Constellation Similarity Assertions

Colorado Museum of Natural History

Elmer W. Merritt was a trustee and founding father of the Colorado Museum of Natural History (CMNH). Merritt was born in New York State on October 31, 1861, attended the University of Ann Arbor and arrived in Denver in 1879. He went into the lumber and mercantile business and eventually became connected with the Continental Oil Co. In 1885 he began a career in real estate and investment securities, forming the firm Merritt and Gromman. He served as Secretary of the Board of Trustees at CMNH (now the Denver Museum of Nature & Science) from 1897-1902; the museum was incorporated in 1900, during his watch. In addition to his founding work at the museum, Merritt was also a member of the Depot Commission when Denver's Union Station was built and served as a Colorado State Senator. Merritt died in 1917.

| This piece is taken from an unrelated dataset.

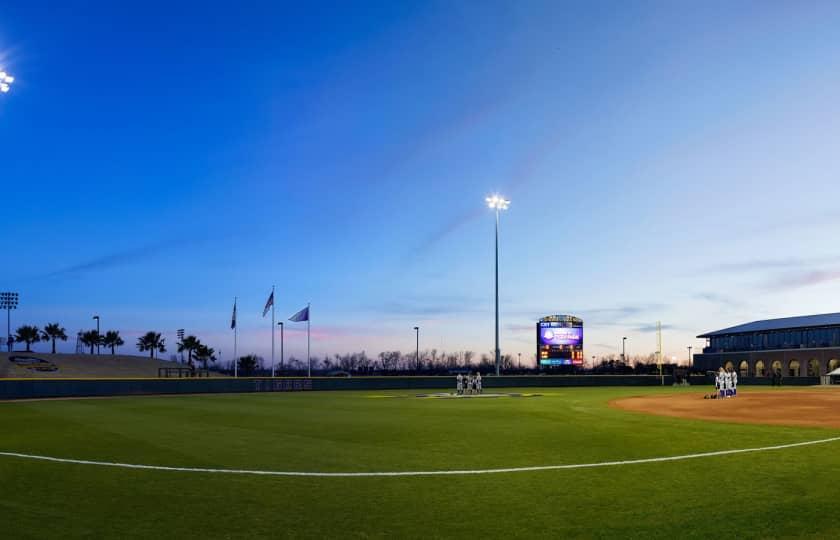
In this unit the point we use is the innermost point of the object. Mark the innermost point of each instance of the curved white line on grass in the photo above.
(419, 473)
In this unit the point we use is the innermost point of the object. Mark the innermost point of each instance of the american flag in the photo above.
(268, 303)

Dr. Persifor M. Cooke was the longest serving member of the Denver Museum of Natural History's Board of Trustees. He served continuously from 1905 to 1954, a total of 49 years. Cooke was born December 25, 1860 in Adams County, near Gettysburg, Pennsylvania. He attended Dickinson College in Carlisle, Pennsylvania, and in 1886 graduated from Hahnemann Medical College in Philadelphia. After completing medical school he served short stints as a resident physician and surgeon in Brooklyn and as health physician in Bethlehem, Pennsylvania. In 1888 he moved to Denver and practiced medicine until 1899, when he joined Denver National Bank. He held several important positions with the bank and retired in 1929. In 1892 Cooke married Annie Kirtley Shields of Denver. They had one son, but he was killed in World War I when a German submarine torpedoed the US Navy patrol boat he served on. Annie died in 1932 and Cooke married Helen Archbold in 1935. She died in 1948. At the time of his death in 1954 at age 93, Cooke was still an active Trustee of the Museum, now the Denver Museum of Nature & Science. Over the years he regularly attended Board meetings and was very active in Museum business. He was Board Secretary from 1905 to 1935, Secretary-Treasurer from 1936 to 1945, and again Secretary in 1946 and 1947. He served as Historian for the Board of Trustees until his death. In addition, Cooke was a frequent visitor to the Museum. He closely followed its progress and befriended employees. He considered it "the finest Museum in the country" and told the Board and Director that it was his chief interest during the last decade of his life. Accordingly, he generously remembered the Museum in his will.